If he hadn’t sensed anything, then it was best to ignore that flash of hunger that had nearly made her forget herself. There was a name they called girls like that, and while she might have a reputation for being spoiled and a bit wild, she’d be damned if she’d ever let anyone call her the other.
“It’s okay, darlin’, you’re just upset.” He stood and slipped on a pearl-studded cowboy shirt, then jammed his feet into a pair of well-worn boots. “Look, I’ll go find Kenny. It’ll be all right. You know he can’t stay mad at you for long. You got him wrapped right around that pretty little pinky finger.”
She swallowed, not much liking the picture his words painted. “Is that how you think it is?”

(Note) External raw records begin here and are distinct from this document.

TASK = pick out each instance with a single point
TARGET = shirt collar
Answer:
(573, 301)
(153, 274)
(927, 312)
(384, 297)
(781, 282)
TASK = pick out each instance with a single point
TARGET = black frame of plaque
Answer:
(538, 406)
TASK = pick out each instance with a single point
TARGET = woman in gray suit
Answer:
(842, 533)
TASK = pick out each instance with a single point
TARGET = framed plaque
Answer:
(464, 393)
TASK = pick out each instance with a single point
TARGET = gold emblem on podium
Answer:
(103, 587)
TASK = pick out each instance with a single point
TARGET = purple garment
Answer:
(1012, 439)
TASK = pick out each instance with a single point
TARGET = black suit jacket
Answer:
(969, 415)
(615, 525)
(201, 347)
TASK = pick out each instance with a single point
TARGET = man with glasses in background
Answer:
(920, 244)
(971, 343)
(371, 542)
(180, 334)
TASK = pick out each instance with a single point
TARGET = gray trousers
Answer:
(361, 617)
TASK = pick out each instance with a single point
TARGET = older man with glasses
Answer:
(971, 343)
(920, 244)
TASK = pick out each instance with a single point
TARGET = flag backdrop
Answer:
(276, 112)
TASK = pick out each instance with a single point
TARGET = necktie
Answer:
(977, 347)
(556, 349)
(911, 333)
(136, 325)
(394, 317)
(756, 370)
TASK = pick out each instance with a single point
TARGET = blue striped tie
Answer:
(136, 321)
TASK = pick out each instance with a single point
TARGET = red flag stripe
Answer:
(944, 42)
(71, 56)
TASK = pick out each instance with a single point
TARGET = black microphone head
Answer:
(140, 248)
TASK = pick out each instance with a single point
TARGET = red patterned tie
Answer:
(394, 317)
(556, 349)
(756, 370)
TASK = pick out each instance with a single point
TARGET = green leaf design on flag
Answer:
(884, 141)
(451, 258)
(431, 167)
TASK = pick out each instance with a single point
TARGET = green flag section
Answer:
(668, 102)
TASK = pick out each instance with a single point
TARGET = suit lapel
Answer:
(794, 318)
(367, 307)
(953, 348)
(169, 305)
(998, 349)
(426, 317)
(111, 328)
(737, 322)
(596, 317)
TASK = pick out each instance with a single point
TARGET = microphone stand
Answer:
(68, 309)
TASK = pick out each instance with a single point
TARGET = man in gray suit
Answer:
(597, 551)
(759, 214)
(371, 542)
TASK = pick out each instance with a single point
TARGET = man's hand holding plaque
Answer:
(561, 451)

“Sure thing.” He opened the door and slanted her a grin. But somehow it didn’t reach his eyes. “I’m sure Kenny’s cooled off by now.”
“I hope so.” Cooling her own humors wasn’t such a bad idea, either, not if she expected her relationship with her boyfriend to continue. But she had to know something first. “Uh, Travis? Have you ever fallen in love?”
He froze on the threshold, his shoulders stiff, then he grinned again, all cowboy cockiness and masculine charm.
“Sure, darlin’. About every ten minutes or so. Only problem is, I tend to fall out again faster’n chain lightning.”
Suddenly cold wind whipped Mercy’s hair about her face and brought her back to the present. “Every ten minutes or so...”
That’s what it had been all about, she realized. Some things, some men never changed. A consummate ladies’ man, Travis had merely been indulging in a typically masculine experiment when he’d kissed her late last night. Perhaps one that was long overdue. And she’d been vulnerable and tired and as a result, incautious.
Shivering, Mercy stepped back into her town house, blaming the temperature but knowing on another level it was still the aftershock of that kiss that raised her goose bumps. There was a lot unresolved in her relationship with Travis King, things about Kenny, about the way he’d died, about how Travis had disappeared from her life so completely afterward, that she’d lost not one man she’d cared about, but two.
But that was water under the bridge, and it wouldn’t pay to complicate her already complex, overworked life by admitting she was still susceptible to a certain bull rider’s brand of cowboy charisma. It was a good thing she wouldn’t be seeing Travis again.
As if on cue, the doorbell rang. She knew who it was before she opened the door, but she wasn’t prepared for the sheepish expression on Travis’s handsome face or the giant bouquet of hothouse blossoms he thrust at her.
“I came to apologize.”
“Uh—” Helplessly she stood in the doorway and accepted the cellophane-wrapped bundle, breathing in the rich scents of roses and narcissus. What could she do with a man who laid it on the line like this, who stood there literally with his black hat in his hand...throw his peace offering in his teeth? “This wasn’t necessary,” she murmured.
His mouth under the bold black mustache was solemn.
“To me it was. Your friendship means—has always meant—too much to me to risk with some stupid foolishness. Tell me I haven’t screwed up everything again.”
“No, of course not.” She shook her head, searching for some excuse. “Seeing you after all this time...we were both in a highly emotional state, that’s all. No harm done.”
“I‘tn glad to hear it, darlin’.”
She gestured at the armload of flowers. “Thank you, they’re beautiful. Uh, would you like to come in?”